L’autrice è tra le più titolate al mondo a parlare di neutrini, essendo fisico e avendo diretto, prima donna in assoluto, il più grande laboratorio sotterraneo del mondo, quello che l’Istituto Nazionale di Fisica Nucleare ha realizzato sotto il Gran Sasso, dove lavora uno dei gruppi più attrezzati e di successo nel dialogo con la particella fantasma.
E il libro che ha scritto registra puntualmente tutte le conoscenze più avanzate nella “fisica del neutrino”. Già, perché la particella inafferrabile e ciarliera, si è ritagliata una fetta piuttosto grossa della grande torta dell’attenzione dei  fisici.
Ma il libro, denso e conciso come direbbe un insegnante del liceo, è scritto con quella leggerezza e quella rapidità che Italo Calvino considerava due capisaldi della bella scrittura. Insomma, Lucia Votano si rivela divulgatrice di gran classe e il libro si legge in un amen.
Ma non è solo per la piacevolezza – che non è certo poca cosa – che ne consigliamo lo sfoglio. Ma anche – e non è cosa da meno – per la sua intrinseca importanza, che è organizzata nelle tre diverse dimensioni della storia: il passato, il presente e il futuro.

Il neutrino, infatti, ha un grande passato. Quasi per intero italiano, peraltro. Se infatti è stato Wolfgang Pauli a ipotizzarne l’esistenza, intorno al 1930, nel tentativo di fornire una spiegazione a quel bizzarro fenomeno della natura che è la radioattività è stato poi Enrico Fermi non solo a dargli il nome, neutrino – l’unico nome italiano utilizzato dalla comunità mondiale di fisica delle particelle – ma a interrogarlo e a fargli raccontare che esiste un’altra forza fondamentale della natura, l’interazione debole, oltre le due già note: gravità ed elettromagnetismo (più tardi ne è stata scoperta una quarta, l’interazione forte). Nessuno lo aveva ancora empiricamente osservato e il fantasma già parlava, rivelando misteri arcani. Perché fantasma? Beh, perché la particella non è solo minuscola, ma risente solo dell’interazione debole ed è indifferente a tutte le altre tre forze della natura. Per questo potrebbe attraversare mura spesse quanto l’intero sistema solare senza essere fermato.

Dopo Fermi è stato un altro italiano, Bruno Pontecorvo, l’uomo che più di ogni altro ha “fatto” la storia del neutrino. Perché è stato il “cucciolo” di via Panisperna a indicare la trappola migliore per catturare il fantasma; a sostenere che ne esistono di diversi tipi (oggi sappiamo che sono tre); a sostenere che i neutrini per quanto minuscoli hanno una massa; a sostenere che i neutrini “oscillano”, ovvero si trasformano gli uni negli altri.
Le due ultimi ipotesi di Pontecorvo hanno avuto una definitiva verifica sperimentale grazie a un esperimento OPERA, condotto tra il CERN di Ginevra e il Gran Sasso. È dunque proprio vero che il neutrino “parla italiano”.
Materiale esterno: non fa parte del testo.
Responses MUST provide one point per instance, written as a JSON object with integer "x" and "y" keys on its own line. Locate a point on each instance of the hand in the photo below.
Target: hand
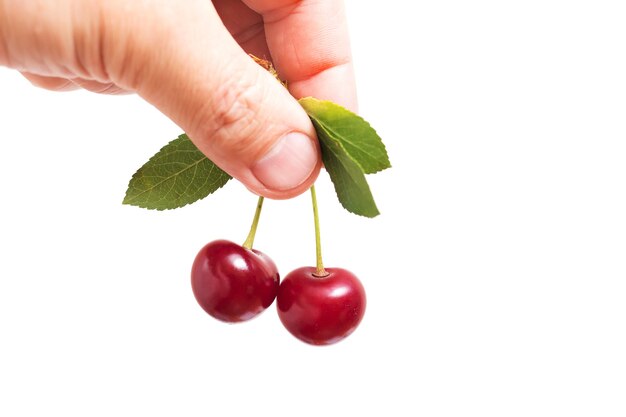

Proprio gli esperimenti al Laboratorio Nazionale del Gran Sasso (LNGS), diretto fino a qualche tempo fa da Lucia Votano, dimostrano che il neutrino ha non solo un grande passato, ma anche un presente non meno importante. Intanto perché il gruppo OPERA ha fornito la definitiva conferma che il neutrino ha una massa. Il che implica un problema teorico non da poco. Il Modello Standard della Fisica delle Alte Energie, ovvero il quadro teorico “completato” con la scoperta nel 2012 del “bosone di Higgs” al CERN di Ginevra, prevede che il neutrino “non abbia” massa. E, dunque, la particella fantasma (ma non del tutto) parla ancora e ci dice che bisogna “andare oltre il Modello Standard”. Elaborare, cioè, un quadro teorico più generale.

Nel fare questo il neutrino racconta – e Lucia Votano puntualmente annota – cose che nessun altro sa su come sono fatti l’universo bambino, il Sole e le altre stelle, la nostra atmosfera, l’interno del pianeta Terra. Tutte fonti diverse della particella fantasma e ubiqua. E questo solo per parlare delle fonti naturali, perché i fisici riescono a produrre in proprio i neutrini, mediante fonti artificiali sparse per il mondo intero. Perché quella del neutrino è una fisica molto frequentata.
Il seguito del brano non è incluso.